Fredman Posted March 2, 2000 Posted March 2, 2000 I thought this was discussed before, but I can't seem to find anything. What opinions are out there about filing for a determination letter before plan termination a one person plan? Assume that its been a clean plan (no compliance issues), there has always been one person and that its on a standardized document. I've convinced myself that it wouldn't really be necessary, but would like other people's views/experience.
Dave Baker Posted March 3, 2000 Posted March 3, 2000 But how would you confidently include the necessary GUST amendments, unless you get the IRS to bless 'em now? You'll need to do some kind of amendment to the document to bring it up to speed for the GUST changes even if a determination letter isn't applied for, and I'd hate to have an auditor get aggressive a couple of years from now as to whether a particular provision in the custom amendment was exactly worded the way he or she thinks it should have been. $225 buys a lot of peace of mind, to this attorney anyhoo. (Client in 2002: "Why didn't you tell me I could have avoided this disqualification or closing agreement sanction if I'd spent a couple of hundred bucks back in 2000 when you provided this termination amendment to me to sign?")

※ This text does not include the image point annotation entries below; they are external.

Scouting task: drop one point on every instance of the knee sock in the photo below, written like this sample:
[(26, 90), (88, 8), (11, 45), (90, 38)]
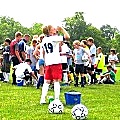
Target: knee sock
[(4, 75), (14, 78), (44, 91), (85, 80), (7, 77), (82, 81), (57, 89), (40, 81), (76, 80), (65, 77)]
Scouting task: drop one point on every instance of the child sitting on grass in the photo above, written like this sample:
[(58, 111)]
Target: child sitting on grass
[(108, 77), (1, 74)]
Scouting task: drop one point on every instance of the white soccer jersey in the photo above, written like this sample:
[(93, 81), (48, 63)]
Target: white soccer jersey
[(65, 49), (20, 69), (112, 57), (93, 51), (51, 48)]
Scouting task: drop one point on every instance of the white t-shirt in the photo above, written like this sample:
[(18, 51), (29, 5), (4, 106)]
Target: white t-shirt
[(20, 69), (93, 51), (65, 49), (112, 57), (51, 48)]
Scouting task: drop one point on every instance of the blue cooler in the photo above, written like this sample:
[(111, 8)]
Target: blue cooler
[(72, 98), (20, 82)]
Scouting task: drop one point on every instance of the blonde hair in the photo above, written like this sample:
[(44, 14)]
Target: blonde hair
[(46, 29), (76, 42)]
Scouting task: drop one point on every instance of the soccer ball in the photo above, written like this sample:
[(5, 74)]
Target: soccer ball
[(85, 58), (56, 107), (79, 112)]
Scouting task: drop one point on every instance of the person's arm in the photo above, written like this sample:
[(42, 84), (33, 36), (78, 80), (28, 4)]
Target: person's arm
[(28, 53), (65, 33), (23, 53), (17, 53), (87, 54), (35, 53), (34, 75)]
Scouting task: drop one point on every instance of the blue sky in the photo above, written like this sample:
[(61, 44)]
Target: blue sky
[(27, 12)]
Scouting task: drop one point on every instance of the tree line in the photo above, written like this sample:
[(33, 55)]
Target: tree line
[(106, 37)]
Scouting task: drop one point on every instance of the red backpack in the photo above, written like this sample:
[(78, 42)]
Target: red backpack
[(12, 47)]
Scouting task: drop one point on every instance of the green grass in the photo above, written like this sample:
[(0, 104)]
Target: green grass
[(22, 103)]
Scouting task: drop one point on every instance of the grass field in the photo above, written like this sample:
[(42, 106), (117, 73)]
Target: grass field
[(22, 103)]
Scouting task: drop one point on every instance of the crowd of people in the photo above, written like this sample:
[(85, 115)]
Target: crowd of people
[(50, 59)]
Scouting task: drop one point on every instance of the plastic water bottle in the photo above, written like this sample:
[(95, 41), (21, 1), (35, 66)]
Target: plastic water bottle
[(50, 99)]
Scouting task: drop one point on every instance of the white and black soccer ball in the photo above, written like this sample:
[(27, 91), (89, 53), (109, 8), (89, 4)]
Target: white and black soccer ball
[(85, 58), (56, 107), (79, 112)]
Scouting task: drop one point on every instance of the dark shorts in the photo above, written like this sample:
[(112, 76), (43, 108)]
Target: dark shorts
[(41, 62), (91, 68), (109, 82), (98, 71), (64, 66), (79, 69), (15, 61), (85, 69)]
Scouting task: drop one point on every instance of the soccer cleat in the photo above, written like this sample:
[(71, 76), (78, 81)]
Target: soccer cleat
[(42, 102)]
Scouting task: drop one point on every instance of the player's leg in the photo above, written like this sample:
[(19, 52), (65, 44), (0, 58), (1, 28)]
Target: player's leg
[(65, 75), (82, 75), (77, 71), (57, 77), (41, 73), (46, 84)]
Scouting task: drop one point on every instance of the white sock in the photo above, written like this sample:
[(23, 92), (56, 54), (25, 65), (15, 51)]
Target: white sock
[(38, 75), (89, 78), (4, 75), (57, 90), (7, 77), (44, 91), (65, 77), (104, 79)]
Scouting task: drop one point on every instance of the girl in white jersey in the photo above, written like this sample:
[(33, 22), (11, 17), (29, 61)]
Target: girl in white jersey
[(53, 67), (113, 59), (40, 63)]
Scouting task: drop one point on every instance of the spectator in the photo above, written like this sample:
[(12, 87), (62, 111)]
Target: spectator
[(24, 71), (22, 46), (86, 60), (113, 59), (64, 53), (79, 63), (6, 60), (30, 56), (108, 77), (100, 61), (90, 42), (14, 52), (40, 62), (53, 67)]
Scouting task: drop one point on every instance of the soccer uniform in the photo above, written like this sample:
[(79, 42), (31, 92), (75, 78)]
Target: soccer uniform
[(112, 58), (86, 63), (79, 63), (100, 62), (20, 69), (32, 58), (22, 47), (65, 50), (53, 67)]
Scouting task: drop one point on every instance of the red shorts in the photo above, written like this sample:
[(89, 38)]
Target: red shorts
[(53, 72)]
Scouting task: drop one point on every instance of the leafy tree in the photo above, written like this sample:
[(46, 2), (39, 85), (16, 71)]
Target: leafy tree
[(76, 25), (8, 27), (108, 32), (36, 29)]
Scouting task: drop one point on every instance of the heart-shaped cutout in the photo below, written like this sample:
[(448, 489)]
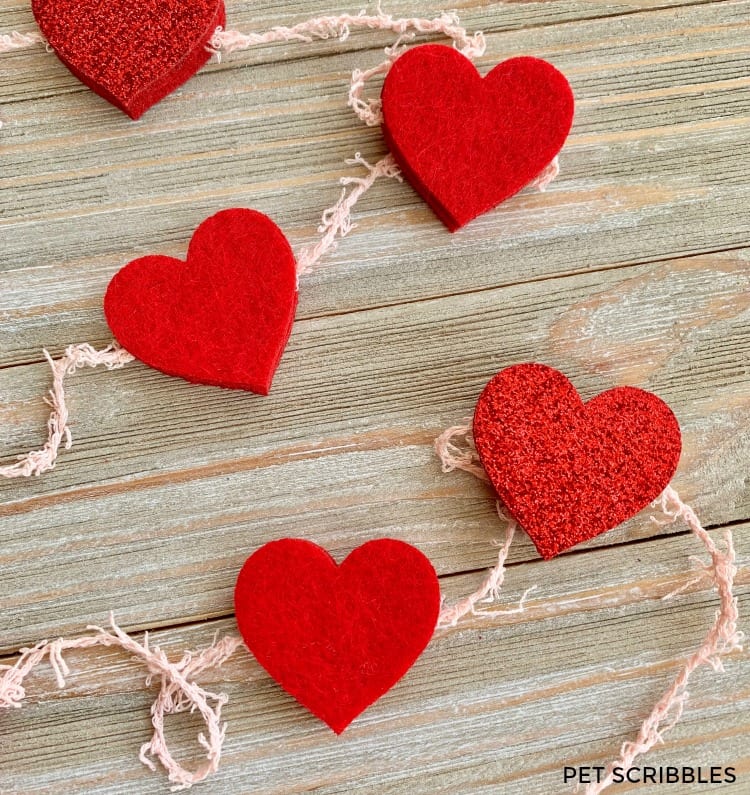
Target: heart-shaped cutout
[(568, 470), (466, 143), (337, 637), (131, 52), (224, 316)]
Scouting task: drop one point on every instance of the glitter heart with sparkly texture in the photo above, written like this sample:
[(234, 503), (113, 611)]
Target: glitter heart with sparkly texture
[(131, 52), (568, 470)]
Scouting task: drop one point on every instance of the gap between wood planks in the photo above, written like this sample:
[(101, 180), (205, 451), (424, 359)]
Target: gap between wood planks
[(742, 579)]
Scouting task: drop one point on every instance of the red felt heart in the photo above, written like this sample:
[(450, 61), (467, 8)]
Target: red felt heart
[(224, 316), (466, 143), (568, 470), (131, 52), (337, 637)]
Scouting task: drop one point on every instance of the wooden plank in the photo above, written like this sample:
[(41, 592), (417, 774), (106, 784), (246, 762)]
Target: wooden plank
[(497, 705), (169, 485), (655, 158)]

Fredman Posted March 3, 2000 Author Posted March 3, 2000 We use the PPD document and have a GUST ammendment provided by them. On a side note, we have have received one favorable letter on a plan with the PPD GUST ammendment attached. Is it the safest thing to do? Probably not. I wouldn't even consider it in most cases (other than this one). The other thing I didn't mention is that I'm working with plans with assets of 10k - 50k. Even if something comes back to bite us (chances?) our liability isn't going to "break the bank." I realize that the best thing is to file, I'm just looking for alternatives to filing a bunch of 5310s for a bunch of plans that should've been IRAs in the first place.
Ervin Barham Posted March 20, 2000 Posted March 20, 2000 I have gotten 1 or 2 determination letters for one person plans using standardized plans using PPD's adoption agreements and GUST amendment. I am in agreement with Dave Baker on the hindsight issue. However, if memory serves me correctly, these have been doctor plans with substantial assets.